Addressing Senate Bill 744, known as the “Border Security, Economic Opportunity, and Immigration Modernization Act of 2013,” the tech leaders want the proposal approved quickly.

"As representatives of the leading technology innovators, designers, manufacturers, entrepreneurs and job creators in the United States, we write to request your support for S. 744, the Border Security, Economic Opportunity, and Immigration Modernization Act of 2013. This critically important legislation would help ensure that America continues to be the location of the world's most innovative and fastest growing industries—those that rely on intellectual property and highly educated talent. Your support for S. 744 will allow America to better realize opportunities for innovation and job creation today, as well as secure our economic strength in the future,” the tech executives said in a letter sent to the U.S. Senate.

The letter also highlights how the U.S. tech sector employs over six million Americans and provides $1 trillion to the nation’s Gross Domestic Product.

"We strongly believe the many reforms in S. 744 that impact high skilled immigration – including key improvements in the availability of both green cards and H-1B visas – will help address the national talent shortage in the near-term, while also creating a long-term pipeline of American workers through establishing a much-needed new fund for science, technology, engineering and math (STEM) education, including computer science education,” the letter adds. “The bill will also protect and better prepare American workers, and enable employers and entrepreneurs of all sizes in every state to recruit and retain the world's best talent.”

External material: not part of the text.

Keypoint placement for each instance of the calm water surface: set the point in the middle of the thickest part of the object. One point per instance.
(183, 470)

Even if every American graduate receiving an advanced STEM degree gets a job, the U.S. is estimated to face at least 200,000 unfilled advanced-degree STEM jobs by 2018 – without the new law.

“These unfilled jobs represent lost opportunities for our country, but with S. 744, we can fill these jobs, create new ones and invest in a future of economic growth,” the letter said.

This letter follows one sent in March to President Obama and to Congress to approve legislation to reform America's high-skilled immigration laws. The letter-writing process was organized by TechNet, which represents tech CEOs.

The tech companies support a compromise immigration reform bill proposed by the bipartisan group of politicians known as the Gang of Eight.

Earlier this month, representatives from Microsoft, Qualcomm and Intel backed an effort on Capitol Hill to destroy arguments raised by labor unions, which basically oppose proposals to immigration laws concerning foreign workers with higher skills.

During a briefing, two economists, Gordon Hanson and Matthew Slaughter, rejected arguments that the presence of H-1B visa workers lowers wages for American tech workers.

Foreign workers in STEM “earn salaries that are level with American-born tech workers and that the unemployment rate for technical jobs has fallen sharply since the recession,” according to the economists’ findings – as reported by The Hill newspaper.

"Increasing the number of STEM jobs that we have in the United States increases the likelihood that the next big thing happens here," Hanson said.

"We are competing globally now," Ayush Soni, a government relations specialist at Qualcomm, was quoted by the newspaper. "We're also now competing with Chinese companies, Taiwanese companies, Korean companies…If we can't put a worker in San Diego or wherever our supply chips are, then they'll go and compete somewhere else."

Also, Microsoft has more than 6,000 jobs it cannot fill, Bill Kamela, policy counsel at Microsoft, added.

"Just to be clear, the vast majority of folks we hire every year are Americans. We will hire thousands and thousands more Americans this year than we will bring in H-1Bs," Kamela was quoted by The Hill. "For our company, it is all about complementing and supplementing what is a largely American company. Over 90 percent of our workers are not H-1Bs."

When the Senate Judiciary Committee approved an immigration bill in recent weeks, the high-tech industry got singled out by much of the news media as the big winner.

“The result amounted to a bonanza for the industry: unlimited green cards for foreigners with certain advanced U.S. degrees and a huge increase in visas for highly skilled foreign workers,” Fox News reported.